Gli amici volevano scordare il dolore delle immagini degli ultimi giorni, la luce del sorriso tra le crepe e le macerie dell’agonia. Gli amici si sono interrogati seriamente sulla resurrezione con un altro corpo, di fibra e caratura diversa. Così hanno piantato un albero con il suo nome, a Mondello. Giusto. Lui, in vita, era già un uomo-albero, con foglie verdissime per sentire il contatto con le altre persone, rami per abbracciare tutti, il cielo sopra la testa, col sole o con la pioggia e i piedi affondati nel cuore della terra.

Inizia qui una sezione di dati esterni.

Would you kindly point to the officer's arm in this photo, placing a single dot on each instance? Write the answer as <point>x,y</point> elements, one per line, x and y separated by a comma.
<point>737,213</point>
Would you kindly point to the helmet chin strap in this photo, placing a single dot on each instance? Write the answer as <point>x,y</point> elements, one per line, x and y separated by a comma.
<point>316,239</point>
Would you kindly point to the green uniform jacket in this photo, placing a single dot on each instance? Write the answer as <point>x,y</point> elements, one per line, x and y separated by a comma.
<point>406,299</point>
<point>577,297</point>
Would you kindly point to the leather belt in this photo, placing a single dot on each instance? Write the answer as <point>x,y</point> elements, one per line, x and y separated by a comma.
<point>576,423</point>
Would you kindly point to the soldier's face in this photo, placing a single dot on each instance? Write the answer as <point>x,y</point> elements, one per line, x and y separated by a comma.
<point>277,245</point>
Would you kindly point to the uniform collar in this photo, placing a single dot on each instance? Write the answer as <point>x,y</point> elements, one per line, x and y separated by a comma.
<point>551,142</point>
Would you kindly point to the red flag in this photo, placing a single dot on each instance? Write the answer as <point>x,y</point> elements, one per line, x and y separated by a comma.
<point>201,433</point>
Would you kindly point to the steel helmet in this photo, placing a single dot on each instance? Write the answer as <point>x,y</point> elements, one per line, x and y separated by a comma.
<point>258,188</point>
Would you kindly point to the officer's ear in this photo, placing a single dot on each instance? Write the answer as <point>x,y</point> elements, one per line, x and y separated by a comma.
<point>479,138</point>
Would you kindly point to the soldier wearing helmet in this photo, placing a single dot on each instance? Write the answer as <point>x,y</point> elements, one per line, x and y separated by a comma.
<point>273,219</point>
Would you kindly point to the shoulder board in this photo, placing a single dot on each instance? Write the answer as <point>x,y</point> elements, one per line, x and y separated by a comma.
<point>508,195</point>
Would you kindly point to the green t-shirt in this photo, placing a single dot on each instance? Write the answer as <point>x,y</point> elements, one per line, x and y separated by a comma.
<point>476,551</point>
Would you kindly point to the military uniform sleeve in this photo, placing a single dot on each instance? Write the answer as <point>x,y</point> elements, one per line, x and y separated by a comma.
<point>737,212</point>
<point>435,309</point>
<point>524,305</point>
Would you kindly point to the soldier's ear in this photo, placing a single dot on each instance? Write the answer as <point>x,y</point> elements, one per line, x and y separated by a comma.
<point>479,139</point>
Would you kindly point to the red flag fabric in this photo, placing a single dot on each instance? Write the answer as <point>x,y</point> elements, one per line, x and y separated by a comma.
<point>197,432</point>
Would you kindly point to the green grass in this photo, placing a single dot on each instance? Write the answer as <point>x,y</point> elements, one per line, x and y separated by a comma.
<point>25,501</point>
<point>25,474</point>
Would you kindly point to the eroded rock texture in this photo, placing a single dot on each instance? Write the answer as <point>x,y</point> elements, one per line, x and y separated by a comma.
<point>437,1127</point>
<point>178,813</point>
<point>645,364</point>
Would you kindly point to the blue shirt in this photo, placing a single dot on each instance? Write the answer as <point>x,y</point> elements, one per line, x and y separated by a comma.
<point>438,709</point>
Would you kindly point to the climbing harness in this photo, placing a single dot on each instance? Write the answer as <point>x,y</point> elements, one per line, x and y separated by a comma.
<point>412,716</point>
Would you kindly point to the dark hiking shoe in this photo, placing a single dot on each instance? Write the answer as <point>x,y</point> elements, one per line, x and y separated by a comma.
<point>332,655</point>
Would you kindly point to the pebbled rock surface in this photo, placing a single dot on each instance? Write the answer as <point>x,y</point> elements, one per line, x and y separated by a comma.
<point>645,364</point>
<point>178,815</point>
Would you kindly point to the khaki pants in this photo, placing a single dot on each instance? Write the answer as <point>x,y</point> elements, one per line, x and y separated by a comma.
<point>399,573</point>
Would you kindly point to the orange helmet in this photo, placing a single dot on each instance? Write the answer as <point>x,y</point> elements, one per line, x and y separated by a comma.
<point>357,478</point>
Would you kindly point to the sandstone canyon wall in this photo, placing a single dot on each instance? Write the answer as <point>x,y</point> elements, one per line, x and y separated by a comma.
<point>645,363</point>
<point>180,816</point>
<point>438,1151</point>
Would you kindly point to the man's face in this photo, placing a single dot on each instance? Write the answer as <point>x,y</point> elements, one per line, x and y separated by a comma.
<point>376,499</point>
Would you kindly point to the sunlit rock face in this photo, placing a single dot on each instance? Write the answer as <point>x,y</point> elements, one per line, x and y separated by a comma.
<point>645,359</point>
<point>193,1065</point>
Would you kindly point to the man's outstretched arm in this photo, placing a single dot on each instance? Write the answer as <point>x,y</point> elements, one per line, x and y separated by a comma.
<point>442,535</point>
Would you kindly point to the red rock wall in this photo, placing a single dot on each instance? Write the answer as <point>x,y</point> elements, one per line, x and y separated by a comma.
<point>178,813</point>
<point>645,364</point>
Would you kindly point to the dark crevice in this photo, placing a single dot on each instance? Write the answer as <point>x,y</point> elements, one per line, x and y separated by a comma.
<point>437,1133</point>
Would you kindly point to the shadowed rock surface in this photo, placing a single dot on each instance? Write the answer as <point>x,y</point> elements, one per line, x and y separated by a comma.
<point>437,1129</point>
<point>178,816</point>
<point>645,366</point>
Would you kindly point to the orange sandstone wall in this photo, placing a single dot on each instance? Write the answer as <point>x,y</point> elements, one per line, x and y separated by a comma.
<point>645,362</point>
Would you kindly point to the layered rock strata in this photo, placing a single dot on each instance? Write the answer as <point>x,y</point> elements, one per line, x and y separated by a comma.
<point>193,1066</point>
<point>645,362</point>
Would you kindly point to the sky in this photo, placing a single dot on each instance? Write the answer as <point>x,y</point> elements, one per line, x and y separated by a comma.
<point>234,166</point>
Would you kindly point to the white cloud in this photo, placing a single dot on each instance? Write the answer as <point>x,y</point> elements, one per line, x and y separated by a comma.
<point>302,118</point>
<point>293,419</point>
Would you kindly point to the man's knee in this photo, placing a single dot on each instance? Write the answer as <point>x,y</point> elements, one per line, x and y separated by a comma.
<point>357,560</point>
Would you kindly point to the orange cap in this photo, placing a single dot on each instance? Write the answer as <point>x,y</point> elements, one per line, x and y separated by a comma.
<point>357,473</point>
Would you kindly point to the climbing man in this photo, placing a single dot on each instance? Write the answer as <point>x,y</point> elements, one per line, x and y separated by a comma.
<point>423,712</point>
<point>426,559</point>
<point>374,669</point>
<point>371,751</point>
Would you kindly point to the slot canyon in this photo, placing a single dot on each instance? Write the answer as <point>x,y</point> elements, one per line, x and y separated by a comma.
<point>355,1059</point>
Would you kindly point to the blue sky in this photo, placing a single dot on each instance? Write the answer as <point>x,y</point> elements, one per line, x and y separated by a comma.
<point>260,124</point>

Forse è una lezione da tenere a mente, mentre raccontiamo l’indegno scempio del cimitero dei Rotoli. I palermitani che furono subiscono una sorte iniqua nelle loro spoglie mortali, perché il sindaco dell’oltretomba non è evidentemente più in gamba di quell’altro. Da noi non funziona nemmeno l’amministrazione del senso del sacro: la profanazione subita è il destino. Allora la via tracciata: cullare un seme per dopo e affidarlo alle mani di chi abbiamo amato e di nuovo alla terra.
Un giorno, saremo tutti alberi nella Palermo risorta. Intanto uno c’è già, nella rotonda verde che sbuca da via Castelforte a Mondello. C’è il suo nome su una targa. Albero Ribaudo.